Rudacille, https://spectrumnews.org/ , 27 juin 2011
Les symptômes du syndrome d'Asperger seraient sensiblement différents chez les filles et chez les
garçons, selon une étude publiée un peu plus tôt dans le mois dans la revue « Research in
Developmental Disabilities1 » (« Recherche sur les troubles du développement »). Cette étude,
ainsi qu'une série d'autres études récentes, suggèrent qu'avec les tests diagnostics actuels, les
filles présentant un autisme dit de hautement fonctionnement sont diagnostiquées plus tard que les
garçons, ou échappent tout simplement au diagnostic. Dans cette nouvelle étude, des chercheurs
suédois montrent que 18 nouvelles questions dans un test Autism Spectrum Screening
Questionnaire (questionnaire de dépistage des troubles du spectre autistique) révisé donnent des
profils de réponse très différents pour les filles et les garçons d'âge scolaire présentant un
syndrome d'Asperger.
Cette étude est toutefois une rareté : les différences entre les sexes dans l'autisme sont mal
connues car peu de filles sont inclues dans les études. Et même lorsqu'elles le sont, peu d'études
se focalisent spécifiquement sur les différences liées au genre.
« C'est un sujet tabou », déclare Marisela Huerta, psychologue clinicienne au Centre pour
l'Autisme et les Troubles de la Communication de l'Université du Michigan. M. Huerta a été l'une
des organisatrices d'un atelier sur les différences liées au sexe lors des Rencontres Internationales
pour la Recherche sur l'Autisme (IMFAR) qui se sont tenues à San Diego le mois dernier.
« Alors que de nombreuses personnes spéculent sur les différences selon le sexe et qu'il existe un
certain nombre d'anecdotes à propos du fait que les filles présentent des signes cliniques cifférents
ou sont un peu plus difficiles à diagnostiquer, dit M. Huerta, il y a peu de travaux empiriques sur ce
sujet. »
Les garçons sont environ quatre fois plus touchés par l'autisme que les filles. A l’extrémité la plus
fonctionnelle du spectre, le ratio augmente, quelques études rapportant que le syndrome
d'Asperger serait jusqu'à huit fois plus présent chez les garçons que chez les filles.

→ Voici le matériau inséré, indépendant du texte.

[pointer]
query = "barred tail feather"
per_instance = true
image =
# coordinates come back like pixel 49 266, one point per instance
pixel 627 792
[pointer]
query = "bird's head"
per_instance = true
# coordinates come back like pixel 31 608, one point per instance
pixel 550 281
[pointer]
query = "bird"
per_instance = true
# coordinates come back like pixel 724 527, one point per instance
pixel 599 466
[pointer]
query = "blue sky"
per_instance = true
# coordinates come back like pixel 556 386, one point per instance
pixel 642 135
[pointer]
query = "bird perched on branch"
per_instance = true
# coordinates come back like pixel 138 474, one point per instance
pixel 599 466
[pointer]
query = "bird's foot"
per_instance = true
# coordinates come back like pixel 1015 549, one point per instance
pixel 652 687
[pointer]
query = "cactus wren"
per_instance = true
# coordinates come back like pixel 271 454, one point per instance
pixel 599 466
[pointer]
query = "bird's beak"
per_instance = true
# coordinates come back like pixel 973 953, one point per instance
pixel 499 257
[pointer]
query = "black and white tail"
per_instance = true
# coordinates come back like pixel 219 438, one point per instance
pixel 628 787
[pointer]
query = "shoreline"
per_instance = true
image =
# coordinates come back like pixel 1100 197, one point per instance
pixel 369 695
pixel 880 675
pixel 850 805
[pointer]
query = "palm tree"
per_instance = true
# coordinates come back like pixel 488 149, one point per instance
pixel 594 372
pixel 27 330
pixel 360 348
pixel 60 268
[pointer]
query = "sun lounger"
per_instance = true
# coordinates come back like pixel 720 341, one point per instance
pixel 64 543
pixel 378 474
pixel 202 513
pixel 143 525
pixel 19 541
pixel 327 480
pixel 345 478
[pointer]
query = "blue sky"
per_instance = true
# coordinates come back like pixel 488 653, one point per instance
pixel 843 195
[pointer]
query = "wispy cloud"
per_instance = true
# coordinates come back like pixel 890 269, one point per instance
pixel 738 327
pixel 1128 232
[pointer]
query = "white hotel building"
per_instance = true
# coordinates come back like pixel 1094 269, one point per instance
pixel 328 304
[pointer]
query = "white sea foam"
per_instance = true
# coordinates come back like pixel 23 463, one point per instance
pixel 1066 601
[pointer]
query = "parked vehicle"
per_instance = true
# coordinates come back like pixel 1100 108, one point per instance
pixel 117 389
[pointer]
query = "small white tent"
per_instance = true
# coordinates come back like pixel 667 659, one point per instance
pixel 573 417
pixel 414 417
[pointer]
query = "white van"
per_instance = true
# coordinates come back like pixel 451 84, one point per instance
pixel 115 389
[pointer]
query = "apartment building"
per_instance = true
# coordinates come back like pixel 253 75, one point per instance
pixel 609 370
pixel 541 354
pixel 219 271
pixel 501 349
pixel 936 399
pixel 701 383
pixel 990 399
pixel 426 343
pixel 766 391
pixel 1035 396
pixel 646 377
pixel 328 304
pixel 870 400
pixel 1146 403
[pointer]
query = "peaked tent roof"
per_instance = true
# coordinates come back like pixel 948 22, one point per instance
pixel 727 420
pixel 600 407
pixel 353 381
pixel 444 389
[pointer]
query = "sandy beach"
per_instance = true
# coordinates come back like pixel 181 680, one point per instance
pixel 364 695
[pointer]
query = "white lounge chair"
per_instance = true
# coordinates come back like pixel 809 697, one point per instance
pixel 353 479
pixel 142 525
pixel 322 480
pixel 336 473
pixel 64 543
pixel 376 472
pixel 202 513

Diverses explications ont été proposées pour expliquer cet écart. Les études génétiques montrent
que les filles paraissent quelque peu protégées des effets de variantes génétiques rares qui
semblent causer l'autisme chez certains garçons. Les filles porteuses d'un trouble autistique
tendent à présenter d'importantes délétions et duplications de séquences ADN, ainsi que des
symptômes plus sévères.
Le problème avec les filles :
Certains chercheurs ont suggéré que l'autisme serait une expression du « cerveau hyper
masculin », c'est-à-dire une exagération des traits typiquement masculins, peut-être causée par
une exposition in utero à des taux anormalement élevés de testostérone.
Cependant, d'autres chercheurs affirment que la hausse du sexe-ratio, spécialement à l'extrémité
hautement fonctionnelle du spectre, est due, au moins en partie, au fait que les supports de test
laissent simplement de côté de nombreuses filles présentant pourtant un trouble autistique.
« De nombreux outils diagnostiques sont modélisés sur les groupes d'enfants diagnostiqués le
1
Kopp S. et Gillberg C., Research in Developmental Disabilities. Diffusion en ligne avant impression (2011),
PubMed.
plus précocement, dont la plupart sont des garçons », rapporte Somer Bishop, professeur adjoint
en pédiatrie à l'Hôpital pour Enfants de Cincinatti dans l'Ohio, qui a co-dirigé l'atelier sur les
différences liées au sexe à San Diego.
Parce que les symptômes sont souvent différents chez les filles, S. Bishop déclare : « je crois que
les filles vraiment très intelligentes passent inaperçues en proportion plus élevée que les garçons.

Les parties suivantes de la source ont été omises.